建物は、数年前に贈与の約束(契約書)があり、私(婚外子)の母が建替え、被相続人の死亡以前に母名義となっています。
土地は、私に遺贈の遺言があります。
それでも特別受益として賃料相当額を引かれなければならないのでしょうか。
【使用貸借であれば賃料の支払いは不要】
被相続人であるお父さん所有の空家をあなたが使用していたということを法律的に考えてみます。
お父さんがあなたに賃料を請求するようなことはなかったのであれば、あなたはお父さんから無償(ただ)でその家を利用することを認められたということになり、法律的には使用貸借という関係になります。
あなたの立場から言えば、無償で使用する権利(使用借権)をお父さんから与えられたということになりますので、賃料を支払う必要はないでしょう。
【使用借権が特別受益になる可能性がある】
ただ、あなたが、被相続人からただで使用する権利(使用借権)をもらったということが特別受益とされる可能性があります。
使用借権の価額については当該対象物件の5~10%程度の価値があるものだとされることが多いです(但し、裁判例の解説などを読むと10~30%ではないかという見解もあります)。
しかし、建物価額は評価証明額を前提として算定されることが多いですが、建物の評価証明額が極めて少額な場合も多く、そのため、上記の割合では使用借権価額が極めて少額になります。
一方で、被相続人であるお父さんは土地や建物の固定資産税分を負担しています。
その物件をあなたが無償使用しているのであれば、最低限、土地や建物の固定資産税分の支払い分程度は免れたという利益を受けていたことになり、その相当額が特別受益とされる可能性があります。
【建物贈与の影響】
建て替える前の建物は、生前に贈与されていますが、誰に贈与されたのかがご質問では明らかではありません。
もし、あなたに贈与されたのであれば、建物価額があなたの特別受益として持ち戻されますが、その場合の特別受益額は、《建物価額-使用借権額》でいう計算式で算定されます。
贈与があったとしても、あなたが使用借権を取得した事実は消えませんので、使用借権取得が特別受益となる点は否定できません。

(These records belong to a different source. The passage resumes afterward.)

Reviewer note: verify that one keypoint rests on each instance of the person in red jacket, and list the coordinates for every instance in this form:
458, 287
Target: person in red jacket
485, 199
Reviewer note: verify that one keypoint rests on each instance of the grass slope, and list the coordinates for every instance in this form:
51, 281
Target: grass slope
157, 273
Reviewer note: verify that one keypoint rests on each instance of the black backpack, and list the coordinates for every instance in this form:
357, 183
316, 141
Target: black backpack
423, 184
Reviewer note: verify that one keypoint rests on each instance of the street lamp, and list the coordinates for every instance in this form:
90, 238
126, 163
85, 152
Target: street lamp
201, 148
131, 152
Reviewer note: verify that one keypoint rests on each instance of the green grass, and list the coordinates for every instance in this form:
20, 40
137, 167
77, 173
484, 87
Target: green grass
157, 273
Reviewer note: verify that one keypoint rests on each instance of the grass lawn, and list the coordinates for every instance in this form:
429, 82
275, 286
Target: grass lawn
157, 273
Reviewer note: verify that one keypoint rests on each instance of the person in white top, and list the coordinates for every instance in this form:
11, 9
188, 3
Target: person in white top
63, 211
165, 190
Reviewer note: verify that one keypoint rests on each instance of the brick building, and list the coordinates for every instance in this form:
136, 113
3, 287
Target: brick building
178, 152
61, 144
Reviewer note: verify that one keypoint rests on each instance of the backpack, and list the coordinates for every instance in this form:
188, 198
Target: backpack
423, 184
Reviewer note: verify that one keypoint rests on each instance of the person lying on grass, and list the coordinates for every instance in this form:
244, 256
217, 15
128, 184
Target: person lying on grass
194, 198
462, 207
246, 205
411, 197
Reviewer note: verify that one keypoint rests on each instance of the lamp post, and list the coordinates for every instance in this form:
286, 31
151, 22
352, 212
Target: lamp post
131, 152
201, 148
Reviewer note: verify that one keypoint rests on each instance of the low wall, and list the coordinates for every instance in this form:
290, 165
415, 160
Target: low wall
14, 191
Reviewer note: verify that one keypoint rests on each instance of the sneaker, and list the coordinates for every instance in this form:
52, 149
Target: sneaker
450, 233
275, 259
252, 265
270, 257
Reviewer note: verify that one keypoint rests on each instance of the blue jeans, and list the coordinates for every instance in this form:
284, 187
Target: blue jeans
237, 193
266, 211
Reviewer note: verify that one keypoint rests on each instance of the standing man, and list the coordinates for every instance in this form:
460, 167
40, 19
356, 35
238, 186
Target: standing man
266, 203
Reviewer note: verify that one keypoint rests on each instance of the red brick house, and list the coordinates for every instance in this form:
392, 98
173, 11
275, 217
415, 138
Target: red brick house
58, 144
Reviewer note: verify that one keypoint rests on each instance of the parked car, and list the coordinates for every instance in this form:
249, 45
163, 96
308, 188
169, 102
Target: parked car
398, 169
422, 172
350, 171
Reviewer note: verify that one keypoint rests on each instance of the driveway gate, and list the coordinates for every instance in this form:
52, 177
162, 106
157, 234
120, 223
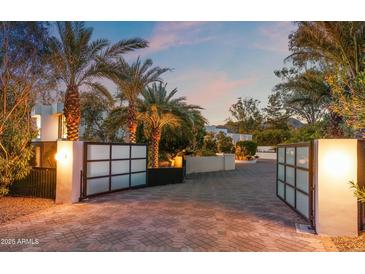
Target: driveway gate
294, 184
110, 167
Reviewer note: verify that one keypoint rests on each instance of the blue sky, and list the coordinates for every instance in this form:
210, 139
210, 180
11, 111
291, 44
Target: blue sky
213, 63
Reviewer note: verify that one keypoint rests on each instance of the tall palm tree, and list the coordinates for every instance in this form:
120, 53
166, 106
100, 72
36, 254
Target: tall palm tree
77, 61
159, 109
131, 80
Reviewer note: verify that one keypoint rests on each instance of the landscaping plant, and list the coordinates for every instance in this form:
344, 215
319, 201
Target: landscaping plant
245, 150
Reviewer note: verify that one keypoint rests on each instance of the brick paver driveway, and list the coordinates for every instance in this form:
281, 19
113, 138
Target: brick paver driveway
220, 211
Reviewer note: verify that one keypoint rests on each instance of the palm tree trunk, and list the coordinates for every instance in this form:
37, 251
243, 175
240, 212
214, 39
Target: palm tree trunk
132, 122
155, 136
334, 125
72, 112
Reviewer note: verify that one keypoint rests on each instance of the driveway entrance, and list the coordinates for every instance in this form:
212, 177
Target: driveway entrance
221, 211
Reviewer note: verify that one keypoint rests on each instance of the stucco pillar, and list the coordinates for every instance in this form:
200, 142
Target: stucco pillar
69, 165
336, 207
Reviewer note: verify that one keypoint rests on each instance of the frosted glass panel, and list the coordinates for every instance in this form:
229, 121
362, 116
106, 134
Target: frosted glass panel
302, 204
119, 182
281, 189
302, 180
138, 151
97, 185
281, 154
138, 179
290, 155
120, 152
98, 152
289, 195
120, 167
138, 165
302, 157
281, 172
97, 169
290, 175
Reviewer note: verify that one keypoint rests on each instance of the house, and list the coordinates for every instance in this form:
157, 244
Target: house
236, 137
50, 122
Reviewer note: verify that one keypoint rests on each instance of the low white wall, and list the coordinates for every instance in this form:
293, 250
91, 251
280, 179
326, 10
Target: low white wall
209, 163
267, 155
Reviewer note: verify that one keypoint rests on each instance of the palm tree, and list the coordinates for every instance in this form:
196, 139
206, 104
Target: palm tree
159, 109
77, 61
131, 80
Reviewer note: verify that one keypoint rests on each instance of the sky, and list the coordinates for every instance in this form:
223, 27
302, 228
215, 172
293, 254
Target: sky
213, 63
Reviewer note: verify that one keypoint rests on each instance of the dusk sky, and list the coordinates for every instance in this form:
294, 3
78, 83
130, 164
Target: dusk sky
213, 63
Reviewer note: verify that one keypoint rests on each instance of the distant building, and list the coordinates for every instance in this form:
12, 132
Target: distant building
235, 136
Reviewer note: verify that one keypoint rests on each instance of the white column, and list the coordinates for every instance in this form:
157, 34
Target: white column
335, 164
69, 165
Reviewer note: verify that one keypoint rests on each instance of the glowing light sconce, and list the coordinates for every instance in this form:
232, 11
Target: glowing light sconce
61, 156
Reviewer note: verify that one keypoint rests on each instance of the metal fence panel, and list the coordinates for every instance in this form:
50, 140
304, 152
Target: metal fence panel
294, 179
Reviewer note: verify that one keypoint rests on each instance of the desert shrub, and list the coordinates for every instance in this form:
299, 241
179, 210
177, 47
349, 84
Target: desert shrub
245, 150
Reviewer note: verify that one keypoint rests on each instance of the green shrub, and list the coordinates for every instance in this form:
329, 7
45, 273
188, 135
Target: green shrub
245, 150
224, 143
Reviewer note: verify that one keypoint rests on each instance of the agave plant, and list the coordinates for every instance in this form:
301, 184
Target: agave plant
78, 62
159, 109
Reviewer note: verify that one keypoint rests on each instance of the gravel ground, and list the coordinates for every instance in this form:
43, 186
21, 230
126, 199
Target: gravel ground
14, 207
350, 243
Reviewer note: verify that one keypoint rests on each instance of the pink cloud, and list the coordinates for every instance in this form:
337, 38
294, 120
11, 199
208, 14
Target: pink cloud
215, 91
274, 36
173, 34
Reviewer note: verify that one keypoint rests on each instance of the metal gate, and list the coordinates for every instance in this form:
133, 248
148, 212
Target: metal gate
294, 180
110, 167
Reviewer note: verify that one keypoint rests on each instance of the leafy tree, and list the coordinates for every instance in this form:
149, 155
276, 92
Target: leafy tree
304, 93
276, 116
131, 80
271, 137
78, 62
247, 115
338, 48
23, 75
224, 143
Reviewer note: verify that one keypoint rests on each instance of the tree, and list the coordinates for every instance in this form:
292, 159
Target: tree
23, 75
247, 114
159, 110
304, 93
94, 110
337, 47
131, 80
77, 62
276, 115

但し、上記考え方はあくまで一つの考え方にすぎず、異なる見解もありえます。
【持ち戻し免除の可能性もあるので弁護士に法律相談を】
なお、今回のご質問から受ける印象ですが、お父さんとしては遺産への持ち戻しを免除するという意思をお持ちであった可能性もあります。

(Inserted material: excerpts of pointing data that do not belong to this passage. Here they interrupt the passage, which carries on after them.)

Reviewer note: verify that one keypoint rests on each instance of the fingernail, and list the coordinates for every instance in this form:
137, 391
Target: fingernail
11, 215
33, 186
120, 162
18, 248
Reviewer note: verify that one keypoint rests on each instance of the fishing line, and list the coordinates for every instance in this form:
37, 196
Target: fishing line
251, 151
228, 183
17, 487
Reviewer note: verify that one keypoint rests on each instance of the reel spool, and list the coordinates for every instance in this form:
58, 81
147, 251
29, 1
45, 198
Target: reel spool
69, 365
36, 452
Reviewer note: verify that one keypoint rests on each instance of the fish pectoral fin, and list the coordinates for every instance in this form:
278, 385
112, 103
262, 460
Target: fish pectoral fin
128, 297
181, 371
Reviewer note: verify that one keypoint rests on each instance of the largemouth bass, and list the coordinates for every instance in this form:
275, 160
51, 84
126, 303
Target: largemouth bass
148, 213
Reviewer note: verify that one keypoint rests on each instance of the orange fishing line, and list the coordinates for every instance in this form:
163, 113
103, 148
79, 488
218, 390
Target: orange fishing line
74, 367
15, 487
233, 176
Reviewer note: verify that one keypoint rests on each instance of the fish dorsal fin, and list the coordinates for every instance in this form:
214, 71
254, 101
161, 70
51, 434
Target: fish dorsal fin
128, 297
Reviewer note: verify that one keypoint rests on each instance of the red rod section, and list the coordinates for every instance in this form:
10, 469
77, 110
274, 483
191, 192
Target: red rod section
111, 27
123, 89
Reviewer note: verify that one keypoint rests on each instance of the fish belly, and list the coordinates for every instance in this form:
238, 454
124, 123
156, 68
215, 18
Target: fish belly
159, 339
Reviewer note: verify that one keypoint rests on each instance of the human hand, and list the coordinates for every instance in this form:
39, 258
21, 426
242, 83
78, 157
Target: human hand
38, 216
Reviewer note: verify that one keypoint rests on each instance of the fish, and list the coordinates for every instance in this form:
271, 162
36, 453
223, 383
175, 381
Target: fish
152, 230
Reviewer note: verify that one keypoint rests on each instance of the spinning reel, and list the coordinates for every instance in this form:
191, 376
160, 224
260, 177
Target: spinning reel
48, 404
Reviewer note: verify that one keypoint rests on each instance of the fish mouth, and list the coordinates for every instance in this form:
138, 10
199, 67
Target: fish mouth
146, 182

また、前項に記載したように使用借権を設定した後、その建物を取得した場合にどのような形で特別受益に反映させるかについても、弁護士により見解の相違がありえます。
いずれにせよ、今回のご質問が含む問題については、難しい点も多いので、近くの相続問題に詳しい弁護士に事情を詳しく説明され、相談されることをお勧めします。